ATL is a hybrid language which contains a mixture of declarative and imperative constructs. Transformation definitions in ATL consist of modules each containing a header section, import section, and a number of helpers (that will be described in the next section) and transformation rules. The header contains declarations, such as the module name, the source and target models (lines 1-2) with their typing metamodels. The keyword create denotes the target model, whereas the keyword from indicates the source one. In the following code, the source and target metamodels are both KM3 [16] which is a metamodeling language part of the AMMA framework and based on the same core concepts used in OMG/MOF [23] and EMF/Ecore [5]: classes, attributes and references. In other words, the current implementation is an endogenous transformation over KM3 metamodels.

Listing 1: Fragment of the MM2MMD transformation

Helpers and named rules are the constructs used to specify the transformation functionality; relations between source and target patterns are given as declarative rules, called matched rules. In particular, the source pattern of the rule (lines 5-9) consists of a source type and a OCL [24] guard stating that only non abstract classes must be matched. The target pattern (lines 11-39) is composed of a set of elements, each of them (as the one at lines 12-15) specifies a target type from the target metamodel (for instance, the type Class from the KM3 metamodel) and a set of bindings.

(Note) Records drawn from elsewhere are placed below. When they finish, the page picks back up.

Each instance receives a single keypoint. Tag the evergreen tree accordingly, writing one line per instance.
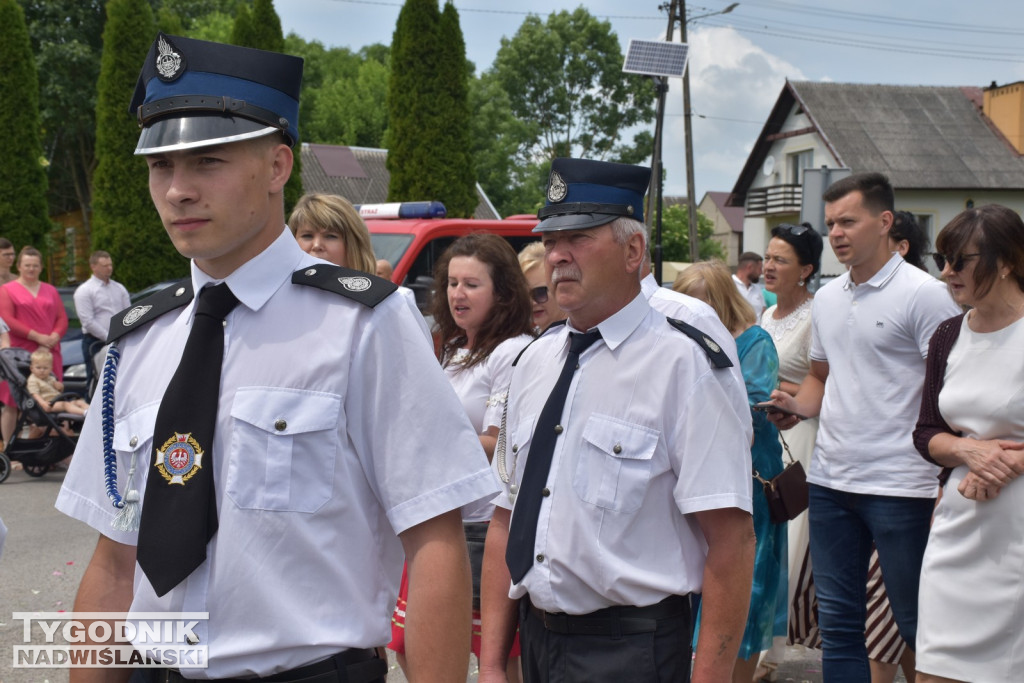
(125, 222)
(259, 27)
(23, 181)
(453, 172)
(414, 115)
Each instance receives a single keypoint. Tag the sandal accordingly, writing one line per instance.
(767, 672)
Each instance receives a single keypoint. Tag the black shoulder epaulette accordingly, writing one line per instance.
(150, 308)
(546, 330)
(368, 290)
(710, 346)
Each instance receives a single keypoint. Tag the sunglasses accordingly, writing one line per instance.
(955, 264)
(795, 230)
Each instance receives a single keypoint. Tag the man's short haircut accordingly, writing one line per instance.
(623, 227)
(750, 257)
(997, 233)
(873, 187)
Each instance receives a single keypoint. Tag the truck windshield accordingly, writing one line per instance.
(390, 247)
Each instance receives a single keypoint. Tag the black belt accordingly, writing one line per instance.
(615, 621)
(352, 666)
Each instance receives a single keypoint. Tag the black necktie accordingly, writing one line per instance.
(522, 532)
(179, 511)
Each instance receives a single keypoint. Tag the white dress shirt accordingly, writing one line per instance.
(96, 301)
(650, 436)
(337, 430)
(875, 338)
(482, 390)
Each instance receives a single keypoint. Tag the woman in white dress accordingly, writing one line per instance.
(971, 619)
(482, 317)
(793, 256)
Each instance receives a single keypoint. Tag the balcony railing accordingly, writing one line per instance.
(773, 199)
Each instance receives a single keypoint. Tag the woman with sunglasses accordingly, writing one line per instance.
(793, 256)
(545, 310)
(482, 315)
(972, 423)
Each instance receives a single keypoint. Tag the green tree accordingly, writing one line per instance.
(453, 171)
(24, 216)
(259, 27)
(497, 136)
(413, 113)
(676, 235)
(124, 220)
(67, 40)
(564, 76)
(428, 120)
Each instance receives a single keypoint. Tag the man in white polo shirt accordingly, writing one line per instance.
(870, 329)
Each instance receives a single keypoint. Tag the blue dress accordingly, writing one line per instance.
(759, 363)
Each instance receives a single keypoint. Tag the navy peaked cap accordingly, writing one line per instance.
(195, 93)
(584, 193)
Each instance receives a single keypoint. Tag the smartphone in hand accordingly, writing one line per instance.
(768, 407)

A binding refers to a feature of the type, i.e., an attribute, a reference or an associationend, and specifies an expression whose value initializes the feature. The elements a, d, and c of the target pattern (lines 11-39) are devoted to the generation of the added, deleted and changed sub-classes of the matched source class s, respectively. Finally, the reference ass is created as a tructural feature of the element c in order to provide with the possibility to refer to the new version of a given changed class by means of the updatedElement reference. Difference models are first-class artifacts which, in turn, induce other transformations, such that they can be applied to one of the differenced models to automatically obtain the other one. Next section describes the techniques behind such a transformative quality of the illustrated difference models.

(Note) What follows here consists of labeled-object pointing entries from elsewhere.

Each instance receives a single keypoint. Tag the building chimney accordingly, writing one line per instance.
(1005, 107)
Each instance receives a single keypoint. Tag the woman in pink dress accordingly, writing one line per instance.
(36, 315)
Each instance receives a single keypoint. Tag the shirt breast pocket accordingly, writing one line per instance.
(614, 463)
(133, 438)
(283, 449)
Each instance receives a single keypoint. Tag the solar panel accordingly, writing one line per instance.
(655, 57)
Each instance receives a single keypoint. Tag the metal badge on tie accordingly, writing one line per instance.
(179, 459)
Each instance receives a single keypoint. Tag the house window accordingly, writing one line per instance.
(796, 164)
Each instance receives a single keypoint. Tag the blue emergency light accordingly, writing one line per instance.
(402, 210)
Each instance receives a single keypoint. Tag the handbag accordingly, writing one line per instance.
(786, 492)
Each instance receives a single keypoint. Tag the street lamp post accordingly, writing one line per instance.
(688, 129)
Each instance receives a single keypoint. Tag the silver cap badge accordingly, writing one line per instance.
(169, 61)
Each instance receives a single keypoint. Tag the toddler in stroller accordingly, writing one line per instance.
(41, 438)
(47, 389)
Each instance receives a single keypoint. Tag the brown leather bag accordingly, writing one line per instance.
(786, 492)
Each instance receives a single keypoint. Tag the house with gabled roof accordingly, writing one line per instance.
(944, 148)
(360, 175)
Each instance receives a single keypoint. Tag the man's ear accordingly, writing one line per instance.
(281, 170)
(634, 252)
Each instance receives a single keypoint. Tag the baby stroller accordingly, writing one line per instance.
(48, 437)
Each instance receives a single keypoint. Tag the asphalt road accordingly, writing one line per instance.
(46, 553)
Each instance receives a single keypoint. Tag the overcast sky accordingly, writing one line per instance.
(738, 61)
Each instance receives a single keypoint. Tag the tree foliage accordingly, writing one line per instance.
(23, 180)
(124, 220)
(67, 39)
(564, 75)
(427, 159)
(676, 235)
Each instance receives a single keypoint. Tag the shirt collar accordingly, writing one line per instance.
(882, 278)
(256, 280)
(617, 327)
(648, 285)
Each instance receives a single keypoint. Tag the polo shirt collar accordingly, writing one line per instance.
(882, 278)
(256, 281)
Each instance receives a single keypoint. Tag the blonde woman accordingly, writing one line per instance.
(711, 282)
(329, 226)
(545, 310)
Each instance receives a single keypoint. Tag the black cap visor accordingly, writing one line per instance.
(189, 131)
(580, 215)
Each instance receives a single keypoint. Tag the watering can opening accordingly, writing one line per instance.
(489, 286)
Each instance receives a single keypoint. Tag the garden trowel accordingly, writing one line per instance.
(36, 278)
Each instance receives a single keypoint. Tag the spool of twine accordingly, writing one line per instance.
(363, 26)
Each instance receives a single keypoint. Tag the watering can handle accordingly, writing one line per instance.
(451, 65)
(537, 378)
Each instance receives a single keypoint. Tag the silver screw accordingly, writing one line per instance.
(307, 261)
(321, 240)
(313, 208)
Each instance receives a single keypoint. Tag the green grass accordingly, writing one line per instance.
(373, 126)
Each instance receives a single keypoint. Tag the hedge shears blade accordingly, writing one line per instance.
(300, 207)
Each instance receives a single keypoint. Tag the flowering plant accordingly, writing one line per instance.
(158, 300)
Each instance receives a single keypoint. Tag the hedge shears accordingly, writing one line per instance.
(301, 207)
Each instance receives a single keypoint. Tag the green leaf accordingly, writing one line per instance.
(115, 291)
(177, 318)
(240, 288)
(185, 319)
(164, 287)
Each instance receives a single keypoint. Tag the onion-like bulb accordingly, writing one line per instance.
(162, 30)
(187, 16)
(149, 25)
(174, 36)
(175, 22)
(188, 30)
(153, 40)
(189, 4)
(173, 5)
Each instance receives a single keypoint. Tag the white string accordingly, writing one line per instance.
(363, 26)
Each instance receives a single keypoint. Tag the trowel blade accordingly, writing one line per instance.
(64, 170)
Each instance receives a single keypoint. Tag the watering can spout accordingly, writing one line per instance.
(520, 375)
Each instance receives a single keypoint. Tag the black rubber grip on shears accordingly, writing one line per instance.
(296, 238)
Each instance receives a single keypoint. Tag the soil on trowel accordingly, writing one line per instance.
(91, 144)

Figure 7: A difference model fragment

Figure 8: Difference application

4 DIFFERENCE APPLICATION

The transformative property introduced in Sect. 2 denotes the important capability to employ modifications by interpreting the difference model specifying them. The difference application is twofold: it can be used to "reconstruct" the final model starting from the initial one, but it can also be applied to any model conforming to the base metamodel giving possibly place to an idempotent application in case it does not overlap the initial model. In summation, difference models can be viewed as patches operating over models, even though the induced transformations are somewhat exact, i.e., do not comprises any fuzziness factor or adjustability of their application (see Sect. 7 for a discussion about that).

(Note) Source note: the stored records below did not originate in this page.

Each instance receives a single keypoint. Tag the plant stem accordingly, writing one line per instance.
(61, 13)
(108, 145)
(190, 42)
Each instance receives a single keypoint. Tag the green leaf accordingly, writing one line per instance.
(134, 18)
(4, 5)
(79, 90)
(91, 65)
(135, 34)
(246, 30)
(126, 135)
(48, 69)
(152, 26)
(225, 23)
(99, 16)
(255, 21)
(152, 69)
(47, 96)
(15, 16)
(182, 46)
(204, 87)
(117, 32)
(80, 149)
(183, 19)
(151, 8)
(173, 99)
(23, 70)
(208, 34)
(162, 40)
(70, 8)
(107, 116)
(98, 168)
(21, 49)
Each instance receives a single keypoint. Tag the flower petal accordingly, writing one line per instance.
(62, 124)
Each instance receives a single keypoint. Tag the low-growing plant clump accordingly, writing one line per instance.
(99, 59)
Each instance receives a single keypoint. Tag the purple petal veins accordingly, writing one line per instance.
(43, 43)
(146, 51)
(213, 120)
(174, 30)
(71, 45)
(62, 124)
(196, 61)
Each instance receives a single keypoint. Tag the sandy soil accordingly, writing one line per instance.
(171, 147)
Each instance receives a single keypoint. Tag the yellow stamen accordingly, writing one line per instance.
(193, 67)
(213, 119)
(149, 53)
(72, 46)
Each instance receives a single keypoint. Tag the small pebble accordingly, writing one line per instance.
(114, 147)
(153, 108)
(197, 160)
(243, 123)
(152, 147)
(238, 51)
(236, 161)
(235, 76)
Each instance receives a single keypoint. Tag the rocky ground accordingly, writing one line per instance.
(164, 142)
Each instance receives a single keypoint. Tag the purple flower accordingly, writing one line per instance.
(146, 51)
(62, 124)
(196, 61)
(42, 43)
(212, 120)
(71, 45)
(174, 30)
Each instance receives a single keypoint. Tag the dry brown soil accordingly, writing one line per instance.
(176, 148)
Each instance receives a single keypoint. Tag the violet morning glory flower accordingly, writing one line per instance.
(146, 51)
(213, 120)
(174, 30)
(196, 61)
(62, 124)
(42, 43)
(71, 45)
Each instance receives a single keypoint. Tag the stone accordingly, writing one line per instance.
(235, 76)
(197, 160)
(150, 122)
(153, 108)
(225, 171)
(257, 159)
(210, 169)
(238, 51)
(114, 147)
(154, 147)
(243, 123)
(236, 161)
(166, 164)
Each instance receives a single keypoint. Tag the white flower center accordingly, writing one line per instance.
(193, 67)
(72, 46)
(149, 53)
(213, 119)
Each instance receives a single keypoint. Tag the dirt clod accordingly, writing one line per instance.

The model difference interpretation is intrinsically difficult since it requires a higherorder transformation, i.e., transformations taking other transformations as input and/or transformations producing other transformations as output [3]. In particular, according to the lower side of Fig. 8, the model transformation (MMD_MM2MM) can be applied to a source model M₁ in order to obtain a target M₂ with respect to the differences specified in a model MD. Such a model conforms to the metamodel MMD automatically obtained from MM as discussed in the previous section. More in detail, the MMD_MM2MM transformation implements the rules to apply on a model M₁ the additions, deletions and changes specified in the model MD.More precisely, considering the dashed part in Fig. 3, for each metaclass MC in the metamodel MM, the transformation MMD MM2MM contains the following rules:

AddedMC2MC: it manages the elements in the difference model MD that conform to the AddedMC metaclass. For each element, the rule creates in M₂ a new instance of MC setting the corresponding structural features according to the specification of the AddedMC element;
ChangedMC2MC: it updates already existing elements in the initial model of type MC according to the modifications specified in MD through ChangedMC instances;
UnchangedMC2MC: it copies the unmodified instances of the metaclass MC which have to be the same both in M₁ and M₂. The source pattern of this rule has a guard matching only the MC elements which have not been changed nor deleted.

Concerning the management of DeletedMC instances, no rules are provided, since the guard in the source pattern of the UnchangedMC2MCrule guarantees that elements which have been specified as deleted in the difference model are not matched during the transformation phase (hence, not copied in the target model M₂).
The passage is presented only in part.